Cosa c’è in questi 35 miliardi di euro? A quali settori sono destinati nello specifico? La fetta più grande va ai settori energia, con 24 diversi sussidi per complessivi 12,86 miliardi di euro l’anno. Seguono poi, il settore trasporti con 15 voci e 16,6 miliardi di euro di sussidi tra diretti e indiretti; il settore agricolo con cinque voci e 3,1 miliardi di euro; quello edile con 1,1 miliardi di euro l’anno distribuiti in tre voci e quello legato alle concessioni ambientali con 812,59 milioni di euro l’anno e quattro diverse voci di sussidi indiretti.
Ma l’elemento più interessante del report dell’associazione ambientalista è un altro, ed è proprio quello che ci indica la strada, la possibilità concreta di agire: di questi 35 miliardi, oltre la metà – 18,3 per la precisione – sono eliminabili entro il 2025 cancellando i sussidi destinati alle trivellazioni, fondi per la ricerca su gas, carbone e petrolio; ma anche le agevolazioni fiscali per le auto aziendali, il diverso trattamento fiscale tra benzina, gasolio, gpl e metano. A tutto questo va aggiunto, tra le altre cose, il Capacity Market per le centrali a gas, che finanzia gli impianti in base alla potenza installata e non al reale fabbisogno energetico, innescando così un meccanismo perverso che droga il mercato, va ad incidere anche sui costi dell’energia in bolletta e crea un duplice danno agli utenti e all’ambiente.

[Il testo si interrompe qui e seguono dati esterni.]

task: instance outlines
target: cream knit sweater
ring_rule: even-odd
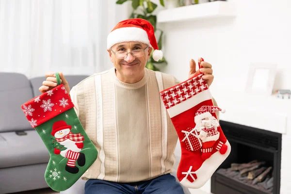
[[[160,72],[145,72],[139,82],[127,83],[113,67],[71,90],[79,120],[98,151],[83,179],[132,182],[172,172],[178,136],[159,92],[179,82]]]

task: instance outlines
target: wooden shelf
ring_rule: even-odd
[[[157,20],[158,23],[166,23],[236,15],[234,3],[218,0],[163,10],[158,14]]]

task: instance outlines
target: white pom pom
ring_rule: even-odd
[[[153,52],[153,59],[156,61],[161,60],[162,58],[162,52],[160,50],[155,50]]]

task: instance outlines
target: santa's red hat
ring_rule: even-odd
[[[70,130],[72,129],[72,126],[67,125],[66,123],[64,121],[58,121],[55,122],[52,125],[52,131],[51,131],[51,135],[54,136],[55,134],[59,130],[65,129],[69,129]]]
[[[221,109],[217,106],[202,106],[197,111],[195,114],[195,117],[194,118],[195,123],[196,123],[201,119],[212,116],[211,113],[215,113],[216,111],[221,111],[222,113],[226,112],[225,110]]]
[[[115,44],[130,41],[140,42],[152,47],[155,61],[162,58],[162,52],[158,47],[154,27],[146,20],[134,18],[119,22],[107,36],[107,49]]]

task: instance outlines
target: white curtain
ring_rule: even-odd
[[[89,74],[112,66],[107,34],[128,18],[115,0],[0,0],[0,71]]]

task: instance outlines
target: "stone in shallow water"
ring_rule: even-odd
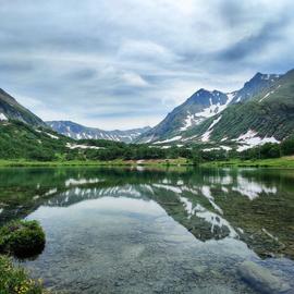
[[[261,293],[293,293],[287,283],[253,261],[242,262],[238,267],[238,273],[243,280]]]

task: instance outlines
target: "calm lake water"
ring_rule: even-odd
[[[62,293],[259,293],[244,260],[294,286],[290,170],[2,169],[14,218],[40,221],[45,250],[20,262]]]

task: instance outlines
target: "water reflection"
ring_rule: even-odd
[[[79,283],[72,293],[97,283],[101,293],[253,293],[235,277],[245,258],[294,274],[289,259],[268,258],[294,258],[292,181],[281,170],[7,169],[0,171],[0,221],[39,219],[48,246],[27,266],[49,285],[62,285],[64,275],[64,289],[71,280]],[[112,289],[111,277],[136,283],[143,265],[149,270],[139,289]],[[69,270],[76,273],[68,277]],[[155,274],[170,277],[172,290]],[[211,292],[205,292],[207,274],[215,281]]]

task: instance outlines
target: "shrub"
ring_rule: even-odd
[[[29,257],[42,252],[45,233],[37,221],[12,221],[0,229],[0,252]]]
[[[41,294],[41,281],[27,277],[24,269],[14,267],[11,259],[0,256],[0,293],[1,294]]]

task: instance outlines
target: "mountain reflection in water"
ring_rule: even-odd
[[[64,245],[72,240],[72,242],[79,243],[75,247],[72,247],[73,243],[69,243],[71,250],[77,250],[81,254],[84,248],[87,258],[96,255],[93,252],[95,248],[110,246],[114,254],[122,250],[127,244],[123,249],[126,256],[139,255],[139,259],[144,260],[144,253],[149,253],[158,255],[157,260],[159,261],[154,260],[157,264],[160,262],[160,258],[167,258],[166,255],[160,255],[160,248],[162,247],[164,253],[169,253],[170,247],[166,247],[168,242],[169,244],[175,243],[177,246],[181,244],[186,249],[185,253],[180,253],[181,246],[176,249],[173,248],[169,254],[174,255],[174,260],[166,260],[167,265],[175,262],[175,260],[180,262],[182,259],[177,255],[183,255],[183,258],[187,258],[189,261],[183,259],[182,262],[189,264],[194,258],[198,258],[197,264],[206,272],[205,269],[212,265],[210,265],[212,260],[205,260],[209,253],[210,258],[219,259],[220,268],[213,264],[217,275],[220,272],[225,275],[225,271],[230,271],[230,267],[233,269],[233,265],[237,260],[250,258],[265,262],[265,266],[278,268],[284,271],[285,277],[291,277],[293,274],[293,271],[290,270],[291,267],[293,268],[291,259],[294,258],[294,188],[292,181],[292,173],[282,170],[8,169],[0,171],[0,221],[3,223],[16,217],[28,216],[28,218],[39,219],[44,224],[46,233],[49,235],[49,245],[36,261],[26,262],[33,272],[36,268],[42,272],[41,267],[45,265],[50,268],[53,260],[57,264],[61,260],[65,262],[66,254],[62,253],[62,247],[60,247],[62,244],[57,245],[57,243],[62,241]],[[167,215],[175,222],[167,219]],[[134,220],[136,221],[134,222]],[[179,224],[182,226],[177,226]],[[59,231],[53,228],[59,228]],[[78,234],[74,233],[72,228],[77,230]],[[91,228],[96,228],[100,232],[100,236],[105,237],[106,243],[101,240],[99,243],[95,238],[95,230],[93,231]],[[183,228],[187,231],[184,232]],[[72,235],[69,232],[71,230],[73,230]],[[124,233],[122,234],[122,232]],[[161,233],[159,234],[159,232]],[[196,237],[194,241],[191,238],[191,234]],[[119,235],[119,240],[122,241],[120,249],[115,247],[120,242],[117,238],[112,240],[114,235]],[[145,235],[148,235],[148,242],[145,240]],[[50,245],[50,238],[54,241],[54,246]],[[109,245],[107,243],[109,238],[117,242],[118,245]],[[124,240],[126,244],[123,243]],[[85,241],[87,244],[84,244]],[[57,257],[53,257],[57,255],[57,248],[61,255],[64,255],[63,259],[58,260]],[[131,249],[132,253],[128,252]],[[201,258],[205,261],[200,261]],[[82,260],[78,259],[78,262]],[[99,262],[109,265],[112,261],[99,259]],[[130,262],[127,260],[126,264],[130,266]],[[134,265],[132,264],[131,268]],[[123,260],[118,261],[118,267],[125,266]],[[69,264],[64,267],[69,270],[72,265]],[[89,265],[87,265],[87,270],[89,270],[88,267]],[[90,267],[95,267],[95,265],[90,265]],[[136,265],[136,267],[138,266]],[[189,269],[189,266],[187,268]],[[54,273],[53,267],[51,270],[53,275],[58,274]],[[162,274],[167,271],[164,274],[173,275],[167,266],[161,271]],[[184,272],[186,270],[183,271],[183,274]],[[118,274],[117,270],[114,273]],[[103,279],[107,280],[114,273],[109,272],[108,278]],[[44,274],[46,277],[47,273]],[[210,272],[210,274],[212,273]],[[201,278],[200,281],[204,281],[201,273],[198,275]],[[232,278],[232,273],[228,277]],[[222,279],[229,279],[228,277],[222,277]],[[50,281],[49,275],[47,279]],[[163,278],[161,277],[161,279]],[[173,279],[180,278],[173,277]],[[213,279],[220,281],[220,277]],[[58,283],[56,280],[52,282],[53,280],[52,278],[52,284]],[[192,280],[188,281],[192,283]],[[50,282],[48,283],[52,285]],[[85,282],[82,279],[79,283],[85,286],[89,281]],[[101,293],[108,293],[109,283],[103,284],[106,289]],[[151,282],[149,281],[149,283]],[[78,292],[83,286],[77,286],[75,290]],[[157,286],[160,289],[159,285]],[[181,286],[183,285],[181,284]],[[181,290],[182,293],[188,290],[181,286],[179,285],[179,291]],[[199,286],[201,287],[201,283]],[[236,293],[254,293],[241,284],[234,286],[237,287]],[[134,289],[132,291],[142,293],[143,287],[137,289],[138,292],[135,292]],[[207,284],[204,289],[207,291]],[[219,289],[222,289],[222,285],[219,285]],[[75,290],[72,289],[72,292],[74,293]],[[109,290],[109,293],[111,291]],[[131,287],[125,291],[127,293]],[[133,293],[132,291],[130,293]],[[198,289],[198,291],[200,290]],[[224,286],[223,292],[216,293],[230,293],[228,291]],[[169,290],[166,292],[169,293]],[[193,292],[187,291],[187,293]],[[211,292],[199,293],[215,292],[211,290]]]

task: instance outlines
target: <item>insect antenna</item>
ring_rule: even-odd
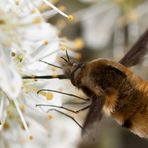
[[[67,60],[68,60],[68,62],[71,63],[70,58],[69,58],[69,55],[68,55],[68,51],[67,51],[67,50],[66,50],[66,56],[67,56]]]
[[[43,63],[45,63],[45,64],[47,64],[47,65],[50,65],[50,66],[53,66],[53,67],[57,67],[57,68],[59,68],[59,69],[63,69],[62,67],[60,67],[60,66],[57,66],[57,65],[54,65],[54,64],[51,64],[51,63],[48,63],[48,62],[46,62],[46,61],[43,61],[43,60],[39,60],[40,62],[43,62]]]
[[[86,110],[86,109],[88,109],[88,108],[90,107],[90,105],[87,105],[87,106],[85,106],[85,107],[83,107],[83,108],[81,108],[81,109],[72,110],[72,109],[69,109],[69,108],[64,107],[64,106],[49,105],[49,104],[36,104],[36,107],[38,107],[38,106],[55,107],[55,108],[59,108],[59,109],[64,109],[64,110],[69,111],[69,112],[72,112],[72,113],[74,113],[74,114],[78,114],[78,113],[80,113],[81,111],[84,111],[84,110]]]
[[[61,91],[57,91],[57,90],[52,90],[52,89],[41,89],[41,90],[37,91],[37,94],[39,94],[39,93],[42,92],[42,91],[50,91],[50,92],[55,92],[55,93],[64,94],[64,95],[67,95],[67,96],[72,96],[72,97],[75,97],[75,98],[77,98],[77,99],[81,99],[81,100],[83,100],[83,101],[85,101],[85,102],[88,102],[88,101],[90,100],[89,98],[88,98],[88,99],[85,99],[85,98],[79,97],[79,96],[74,95],[74,94],[65,93],[65,92],[61,92]]]

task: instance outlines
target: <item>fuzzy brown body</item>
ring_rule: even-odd
[[[84,64],[71,81],[91,99],[101,101],[98,116],[103,109],[120,125],[148,138],[148,82],[129,68],[107,59]]]
[[[148,29],[119,62],[96,59],[81,64],[71,62],[66,52],[67,59],[63,58],[66,63],[62,68],[64,75],[24,76],[23,78],[70,79],[74,86],[81,89],[91,100],[90,105],[87,106],[89,111],[82,133],[94,122],[99,121],[104,111],[123,127],[129,128],[140,137],[148,138],[148,82],[129,69],[141,63],[147,52]]]

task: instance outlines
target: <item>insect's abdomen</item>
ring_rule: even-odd
[[[141,80],[132,86],[126,81],[123,87],[118,92],[111,116],[133,133],[148,138],[148,83]]]

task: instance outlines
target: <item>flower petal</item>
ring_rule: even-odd
[[[6,51],[0,47],[0,88],[14,99],[20,92],[22,81]]]

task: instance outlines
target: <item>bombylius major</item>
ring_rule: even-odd
[[[72,62],[67,56],[63,75],[24,76],[24,79],[69,79],[90,98],[82,133],[104,111],[120,125],[140,137],[148,138],[148,82],[135,75],[130,67],[139,64],[148,50],[148,30],[119,61],[96,59],[86,63]]]

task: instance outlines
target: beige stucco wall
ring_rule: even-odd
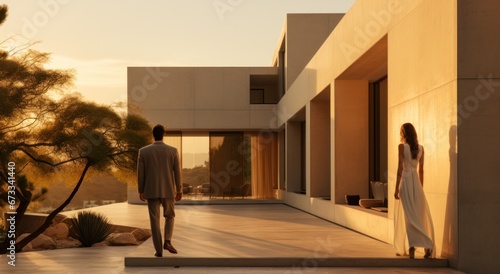
[[[412,122],[425,147],[425,179],[426,193],[434,219],[437,254],[450,258],[456,265],[458,261],[457,236],[457,5],[456,1],[357,1],[344,16],[323,46],[304,71],[297,77],[279,103],[280,113],[292,117],[304,105],[314,98],[325,87],[332,88],[331,98],[331,172],[332,201],[327,202],[330,211],[318,209],[315,199],[309,195],[284,194],[287,203],[316,213],[342,225],[392,243],[393,237],[393,204],[392,193],[395,187],[397,169],[397,145],[399,144],[399,127],[404,122]],[[358,60],[370,59],[362,56],[382,39],[387,39],[388,75],[388,176],[389,176],[389,213],[381,218],[379,214],[365,211],[353,211],[342,203],[346,191],[352,189],[345,183],[347,180],[363,180],[359,163],[363,159],[348,156],[347,148],[353,142],[365,146],[362,138],[354,140],[343,131],[344,127],[355,127],[356,123],[365,120],[351,121],[340,117],[343,108],[357,105],[354,94],[349,94],[351,105],[338,100],[345,100],[344,94],[336,92],[348,91],[341,88],[348,80],[367,83],[375,74],[358,70],[358,74],[343,74]],[[385,42],[384,42],[385,43]],[[363,65],[363,63],[361,63]],[[358,66],[359,64],[357,64]],[[363,67],[363,66],[359,66]],[[372,70],[378,67],[370,68]],[[342,75],[342,81],[336,79]],[[354,75],[353,79],[345,78]],[[356,78],[358,77],[358,78]],[[346,81],[347,80],[347,81]],[[356,89],[353,89],[356,90]],[[360,96],[363,97],[363,93]],[[361,99],[360,100],[367,100]],[[345,101],[349,103],[349,100]],[[335,109],[337,107],[337,109]],[[357,117],[357,116],[354,116]],[[353,118],[357,119],[357,118]],[[363,128],[363,126],[361,126]],[[359,130],[358,130],[359,131]],[[359,131],[359,132],[362,132]],[[365,133],[363,133],[365,134]],[[351,135],[352,136],[352,135]],[[359,149],[359,147],[357,147]],[[349,150],[349,149],[347,149]],[[363,155],[364,149],[353,155]],[[342,155],[340,155],[342,154]],[[341,157],[342,156],[342,157]],[[367,159],[365,160],[367,162]],[[363,173],[362,171],[361,173]],[[339,176],[359,178],[343,178]],[[368,180],[367,178],[365,178]],[[368,191],[366,188],[365,191]],[[324,202],[321,202],[324,205]],[[328,206],[327,206],[328,207]],[[334,211],[335,213],[331,213]],[[353,218],[356,218],[354,220]],[[377,226],[367,225],[376,222]]]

Questo dato apre un vero e proprio spartiacque tra il dire e il fare, tra quel bla bla bla, per citare Greta, fatto solo di promesse da parte dei leader mondiali e le azioni concrete dei governi messe finora in campo. Draghi oggi ha detto anche che “dobbiamo agire adesso” e che ormai “la transizione ecologica non è una scelta ma una necessità”. È un’ottima notizia: inizi allora ad agire davvero adesso, a porre fine all’éra del bla bla bla, avviando anche solo progressivamente il taglio dei sussidi fossili. Altrimenti Greta e gli altri ragazzi hanno ragione ad accusarci di distruggere i loro sogni in vuote promesse.
Un impegno a cui le Istituzioni e i decisori politici sono chiamati in causa a tutti i livelli. Ad esempio noi come Regione Lazio, stiamo già dando una spinta al processo di decarbonizzazione con alcune misure concrete a firma dell’Assessorato alla Transizione Ecologica, quali ad esempio: l’introduzione dello stop sul nostro territorio di impianti basati su fonti energetiche fossili; il progetto del primo Distretto di Energie rinnovabili collegato al porto di Civitavecchia, con la dismissione dell’attuale centrale a carbone; circa 2 milioni di euro per finanziare le Comunità Energetiche basate su fonti rinnovabili; la mappatura on line delle aree idonee e non idonee ad ospitare gli impianti da Fonti Energetiche Rinnovabili per dare alle imprese la certezza su dove poter investire sul territorio e ai cittadini ed enti locali la massima trasparenza.
Una serie di azioni che possono incidere ancora di più se si inseriscono in un contesto nazionale, e globale, con una pianificazione che incentivi un nuovo modello di sviluppo sostenibile, così come previsto dall’Agenda Onu 2030 su cui pure abbiamo tanto terreno da recuperare. Dopotutto lo dice anche Draghi: dobbiamo agire ora.